Il y a une histoire courte « Le rite de passage » (en forme de roman) à la fin du tome.
Mon avis sur le T 9
Une excellente lecture avec ce neuvième tome. Il correspond environ à l’épisode 29 de l’animé.
Maïn découvre les conséquences des actes du chevalier qui l’avait malmenée lors de sa première mission avec les chevaliers. Par contre, on lui propose de se faire adopter par une famille noble afin de la protéger. Quelle sera la réaction de Maïn qui est si proche de sa famille ? Un chevalier assure désormais sa protection au sein du temple, cela lui permet de se déplacer plus facilement. Néanmoins le Père supérieur n’apprécie toujours pas la petite prêtresse, elle doit donner de plus en plus de magie après la cérémonie de l’offertoire.
Le quotidien au temple n’est pas de tout repos mais Maïn trouve du temps à consacrer à ses servants. Rosina est bien mise en avant avec son passage à l’âge adulte. Maïn continue toujours l’amélioration de la fabrication des livres. Une nouvelle étape est franchie pour le plus grand plaisir de la petite fille.
La fin est très touchante, la famille de Maïn est prête à tout pour la protéger. La jeune prêtresse va devoir partir pour effectuer diverses cérémonies dans plusieurs villages. Un nouveau personnage entre en scène, Sylvester, une autre robe bleue, ce qui n’a pas l’air de plaire au grand prêtre… Qui est ce mystérieux personnage ?
L’histoire est captivante à suivre. Les personnages sont toujours aussi attachants et de plus en plus approfondis.
Les graphismes sont très beaux, les traits sont fins. Les visages sont expressifs. Le découpage des planches est efficace.
Il y a une histoire courte « La visite du chevalier au temple » (en forme de roman) à la fin du tome.
Mon avis sur le T 10
Une excellente lecture avec ce dixième tome. Il correspond aux épisodes 30 et 31 de l’animé.
Maïn doit partir effectuer plusieurs cérémonies dans des villages accompagnée du grand prêtre et de Sylvester, une autre robe bleue. Celui-ci se montre taquin auprès de la petite fille mais il peut aussi se montrer protecteur dans certaines situations. Il reste bien mystérieux, quel est son lien avec le grand prêtre ? Ils semblent bien se connaître.

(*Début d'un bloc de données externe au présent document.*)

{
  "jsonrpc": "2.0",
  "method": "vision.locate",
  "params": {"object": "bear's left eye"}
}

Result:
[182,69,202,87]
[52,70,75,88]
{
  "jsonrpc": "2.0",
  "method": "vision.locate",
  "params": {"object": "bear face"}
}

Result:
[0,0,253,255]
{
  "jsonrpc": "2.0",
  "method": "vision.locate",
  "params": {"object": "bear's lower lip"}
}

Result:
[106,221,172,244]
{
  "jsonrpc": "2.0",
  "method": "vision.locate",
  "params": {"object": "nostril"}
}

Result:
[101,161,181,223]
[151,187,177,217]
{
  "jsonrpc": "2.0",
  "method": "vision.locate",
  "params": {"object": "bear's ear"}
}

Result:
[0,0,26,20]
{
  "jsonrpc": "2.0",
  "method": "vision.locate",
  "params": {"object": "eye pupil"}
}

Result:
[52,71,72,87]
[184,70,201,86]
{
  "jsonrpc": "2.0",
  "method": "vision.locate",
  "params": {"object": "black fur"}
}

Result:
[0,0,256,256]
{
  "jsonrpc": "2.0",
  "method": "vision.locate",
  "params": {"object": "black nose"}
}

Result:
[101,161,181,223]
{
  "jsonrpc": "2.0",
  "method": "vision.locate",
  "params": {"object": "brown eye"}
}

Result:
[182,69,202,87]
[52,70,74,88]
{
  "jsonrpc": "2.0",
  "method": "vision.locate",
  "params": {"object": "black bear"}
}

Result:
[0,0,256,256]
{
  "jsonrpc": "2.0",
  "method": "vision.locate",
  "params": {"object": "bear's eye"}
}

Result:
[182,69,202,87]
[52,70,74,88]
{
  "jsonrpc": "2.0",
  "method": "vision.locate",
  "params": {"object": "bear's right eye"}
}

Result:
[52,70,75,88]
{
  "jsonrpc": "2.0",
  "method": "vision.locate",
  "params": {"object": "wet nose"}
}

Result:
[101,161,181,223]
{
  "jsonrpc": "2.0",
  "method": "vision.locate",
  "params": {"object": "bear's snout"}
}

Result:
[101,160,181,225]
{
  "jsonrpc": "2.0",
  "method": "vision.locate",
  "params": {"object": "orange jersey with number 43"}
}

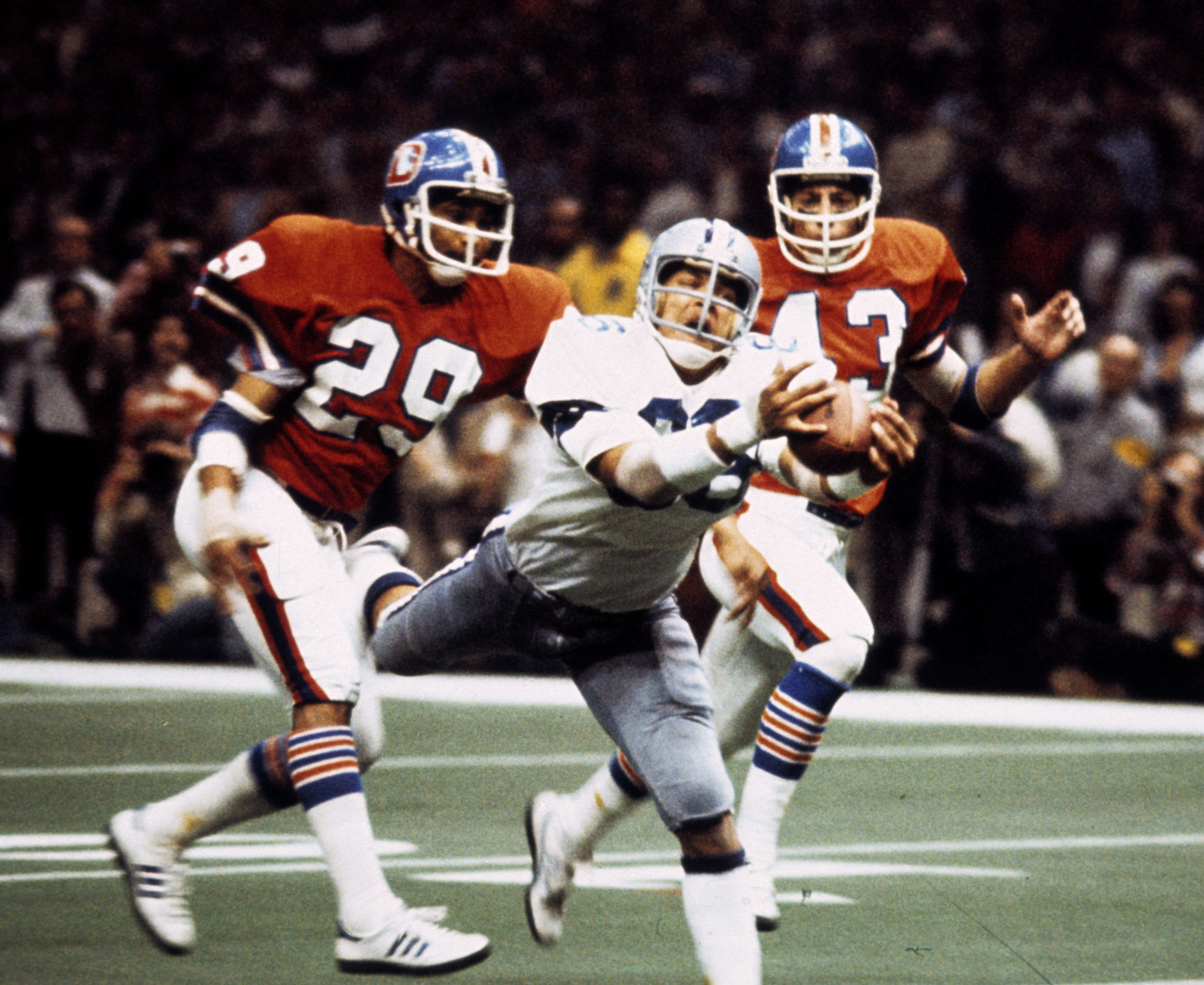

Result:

C’est drôle de voir les réactions du grand prêtre vis-à-vis de lui, il est souvent exaspéré par son comportement.
Après le raid, Sylvester et le grand prêtre décident de visiter l’orphelinat et l’atelier. Nous avons le plaisir de voir les progrès réalisés pour la création de livres imprimés mais cela pourrait bouleverser la société.

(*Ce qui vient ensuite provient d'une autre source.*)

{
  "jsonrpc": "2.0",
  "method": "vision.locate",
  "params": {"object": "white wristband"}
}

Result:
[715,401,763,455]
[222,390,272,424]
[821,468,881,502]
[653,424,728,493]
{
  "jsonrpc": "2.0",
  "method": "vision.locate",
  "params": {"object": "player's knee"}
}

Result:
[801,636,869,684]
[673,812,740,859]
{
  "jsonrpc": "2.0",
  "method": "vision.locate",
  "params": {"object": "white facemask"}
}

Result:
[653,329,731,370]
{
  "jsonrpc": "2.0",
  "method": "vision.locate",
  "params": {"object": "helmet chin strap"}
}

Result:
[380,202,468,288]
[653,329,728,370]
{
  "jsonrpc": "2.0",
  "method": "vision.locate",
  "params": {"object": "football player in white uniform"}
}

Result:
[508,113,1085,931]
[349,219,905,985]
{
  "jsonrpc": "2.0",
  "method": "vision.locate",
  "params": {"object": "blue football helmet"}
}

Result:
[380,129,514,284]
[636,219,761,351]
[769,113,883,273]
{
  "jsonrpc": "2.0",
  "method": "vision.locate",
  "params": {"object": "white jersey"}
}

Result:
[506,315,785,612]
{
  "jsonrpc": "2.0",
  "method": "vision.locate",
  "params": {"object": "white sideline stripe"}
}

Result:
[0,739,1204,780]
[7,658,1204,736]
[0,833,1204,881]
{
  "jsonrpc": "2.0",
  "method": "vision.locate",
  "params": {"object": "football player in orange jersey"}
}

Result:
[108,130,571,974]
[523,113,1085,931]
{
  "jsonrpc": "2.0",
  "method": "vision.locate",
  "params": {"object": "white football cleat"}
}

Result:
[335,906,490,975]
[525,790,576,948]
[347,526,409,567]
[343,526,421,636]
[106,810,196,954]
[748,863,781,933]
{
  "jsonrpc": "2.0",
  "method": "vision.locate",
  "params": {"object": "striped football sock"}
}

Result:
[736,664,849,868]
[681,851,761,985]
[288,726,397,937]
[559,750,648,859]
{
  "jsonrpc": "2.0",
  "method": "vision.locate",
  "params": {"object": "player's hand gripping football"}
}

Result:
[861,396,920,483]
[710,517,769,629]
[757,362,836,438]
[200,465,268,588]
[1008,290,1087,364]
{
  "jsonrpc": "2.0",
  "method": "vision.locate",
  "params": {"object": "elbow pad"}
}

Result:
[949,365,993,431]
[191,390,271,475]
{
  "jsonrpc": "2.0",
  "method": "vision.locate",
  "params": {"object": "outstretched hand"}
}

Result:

L’histoire est captivante à suivre. Les personnages sont toujours aussi attachants et de plus en plus approfondis. Maïn est adorable mais elle sait se montrer déterminée lorsqu’il faut protéger ceux qu’elle aime.
La magie est bien mise en avant que ce soit pour les cérémonies ou pour les combats. C’est parfaitement maîtrisé. De nombreuses questions sont soulevées. Qui a pris Maïn pour cible ? Cette personne doit vraiment penser qu’elle représente un danger pour elle. Pourtant ce n’est qu’une enfant. Le fait qu’elle ne soit pas noble joue certainement en sa défaveur. Est-ce que cela pourrait accélérer son adoption si elle court un trop grave danger sans qu’elle ait son mot à dire ? En tout cas, la petite prêtresse veut profiter de sa famille le plus longtemps possible.
Les graphismes sont très beaux, les traits sont fins. Les visages sont expressifs. Le découpage des planches est efficace. Les scènes d’action sont dynamiques.
Il y a une histoire courte « Embuscade et protection » (en forme de roman) à la fin du tome.
N’hésitez pas à découvrir cette série, vous passerez un bon moment de lecture. L’histoire ne cesse de se bonifier et j’ai hâte de lire la suite.